I don’t know much about the apple growing business of course, and supermarket pricing is a science these days. But it seems clear that the price is driven by demand for a superior product in limited supply. Gala apples are just fine, very crunchy, just not as sweet.

The problem in the investment world is that, increasingly, there are essentially no “Honeycrisp” investment managers. More than 90% of large-cap funds lag the S&P 500 Index over a 15-year period, according to S&P Indices research.

You might manage to pick the fund that is in that magical 10% of winners. But you won’t have won much for the effort, a marginal beat over the index, assuming the fees don’t eat the difference and more.

What’s more, chances are very high that a winning fund this year will be a loser the next, even close down completely.

Market researchers call this “survivorship bias.” Fund companies look better than they really are because they simply stop accounting for their losing managers.

Meanwhile, the massive surge toward index investing by millions of retirement savers has created a dynamic wherein fund managers have to admit, if only to themselves, that active management is not magic. Nor is it really worth paying for.

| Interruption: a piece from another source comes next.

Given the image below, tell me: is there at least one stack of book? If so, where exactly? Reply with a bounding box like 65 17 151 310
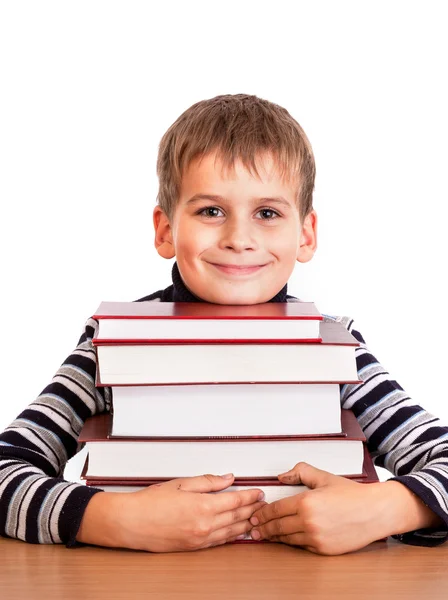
79 302 378 528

Faced with oblivion, managers under pressure soon become closet indexers. They charge a full rate for their alleged skills, but then they put their clients’ money into index products or, weirdly, they seek to quietly replicate the index outcome at a higher cost.

How much higher? Typically, much higher. The average expense ratio for an actively managed mutual fund is 0.75%, reports Morningstar. The average index fund costs 0.17%.

Nevertheless, the outcomes are not better for active management. Nobody has the secret sauce. We know from watching the continuing hedge fund debacle that being extraordinarily right once in a generation can make your rich.

Then, two things happen. That hedge fund star almost certainly spends the next decade or so giving back gains. The fund sees massive redemptions and is pressured into closing down.

Secret sauce

The other thing that happen is nobody seems to notice or care about the thousands of hedge fund investors who didn’t pick the big winner. They pay the outsize fees — 2% of assets and 20% of profits — yet get nothing like that crazy one-off payday.

The secret sauce, such as it is, is incredibly boring. Keep costs low, diversify, rebalance and contribute steadily to a portfolio of index funds.

If you pay any fees at all, make sure it’s for something you actually need, such as risk-adjusted portfolio construction. A financial advisor can be a solid choice, if you actually get advice.

What you shouldn’t pay for is above-market performance. The data shows it doesn’t exist, not even for rich people who theoretically can afford it. If you like a sweet apple, buy those Honeycrisps and enjoy them.

If you want to retire with more, recognize that it’s all Gala apples and make your peace with that fact. You’ll be far better off in the long run.